The first part (chapters 1, 2, and 3) of this book will cover the importance of live response to an incident. It’ll give you examples of important places to look for and gather crucial data. It will then give examples on how to analyze the data collected. Chapter 3 delves into the truly fascinating world of memory forensics and how this portion of analysis should not be overlooked (memory holds a ton of information). The next portion of the book goes into the various files that can be used in an investigation. The fourth chapter of the book dives into the deep pool of information that the registry of a Windows system. The fifth chapter covers the other various files that can be obtained, such as, event logs, browser history, and other numerous log files available on systems. These chapters are very technical and provide a vast wealth of knowledge. The next portion of the text goes over executable files and rootkits; which covers the interesting ways in which a program operates and then can be altered. And the final portions of this book ‘ties it all together’ with great examples and providing ways to perform an investigation on the cheap (particularly interesting to me as a student).

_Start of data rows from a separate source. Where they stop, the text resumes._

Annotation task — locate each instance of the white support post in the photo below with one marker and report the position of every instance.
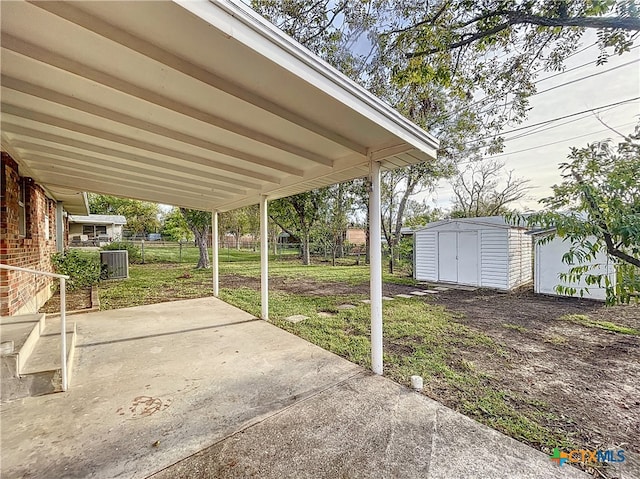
(63, 334)
(214, 253)
(59, 227)
(375, 268)
(264, 259)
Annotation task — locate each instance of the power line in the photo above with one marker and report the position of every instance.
(574, 81)
(586, 77)
(540, 129)
(557, 142)
(488, 97)
(591, 62)
(545, 122)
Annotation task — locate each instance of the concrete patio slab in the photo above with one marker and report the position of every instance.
(369, 427)
(200, 389)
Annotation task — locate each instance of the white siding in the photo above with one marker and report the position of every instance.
(549, 265)
(503, 252)
(494, 260)
(426, 256)
(520, 251)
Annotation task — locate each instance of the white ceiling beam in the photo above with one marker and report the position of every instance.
(143, 145)
(156, 163)
(75, 15)
(104, 188)
(113, 115)
(95, 162)
(58, 61)
(117, 179)
(46, 160)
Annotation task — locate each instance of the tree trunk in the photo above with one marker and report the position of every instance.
(201, 238)
(306, 255)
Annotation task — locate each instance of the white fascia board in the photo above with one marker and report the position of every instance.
(249, 28)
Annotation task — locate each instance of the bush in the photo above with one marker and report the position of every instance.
(134, 251)
(82, 268)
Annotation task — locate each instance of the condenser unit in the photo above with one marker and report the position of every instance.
(116, 263)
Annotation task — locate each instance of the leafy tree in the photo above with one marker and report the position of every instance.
(398, 186)
(419, 214)
(298, 214)
(199, 223)
(483, 189)
(142, 216)
(601, 190)
(239, 222)
(493, 50)
(175, 226)
(331, 229)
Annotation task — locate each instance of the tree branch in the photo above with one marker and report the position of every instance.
(611, 249)
(518, 18)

This book is an excellent source of information if you’re interested in learning more about what a Windows computer has to offer to your investigation. I will definitely be keeping this book around for all the great information it provides. Carvey, not only provides a treasure of information but he provides data within the text so you can get a good look at what sort of information you’re going to want. To go along with all the miscellaneous data sources, you’re provided with suggestions/recommendations on tools that can help you obtain and analyze that data. On top of this there are also tips, notes, and warnings that can apply to the topic at hand that help put the provided material into better context.

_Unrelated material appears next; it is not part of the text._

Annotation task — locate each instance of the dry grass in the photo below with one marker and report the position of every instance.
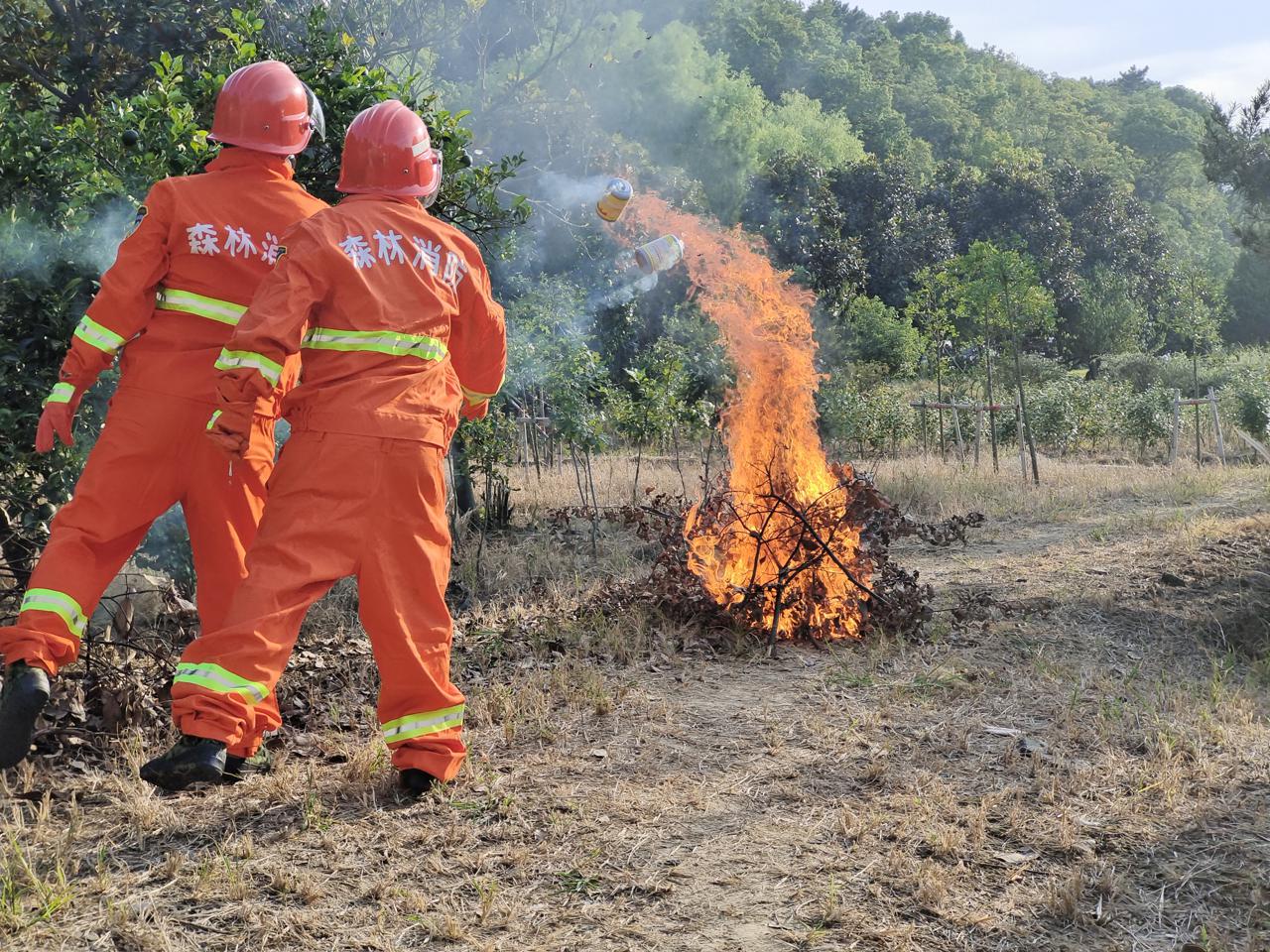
(1084, 765)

To sum up, this book is a must for anyone interested in the topic, it reads like a dream for such a technically heavy text.
With yet another book completed on my list of texts I wanted to finish, before moving to more of an intensive hands-on approach to learning forensics. I will be finishing one last book (of which Harlan Carvey is a contributing author to along with Cory Altheide) before applying everything. I will be reading Digital Forensics with Open Source Tools next for obvious reasons; with more hands on stuff next in what I want to do why not use open source tools? I am a bit nervous as to the few “not for beginners” mentioned on the Amazon reviews, but I always like a challenge. However, hopefully it will be as good as a companion to The Sleuth Kit as some reviews say, as well. Look for a review in a few weeks!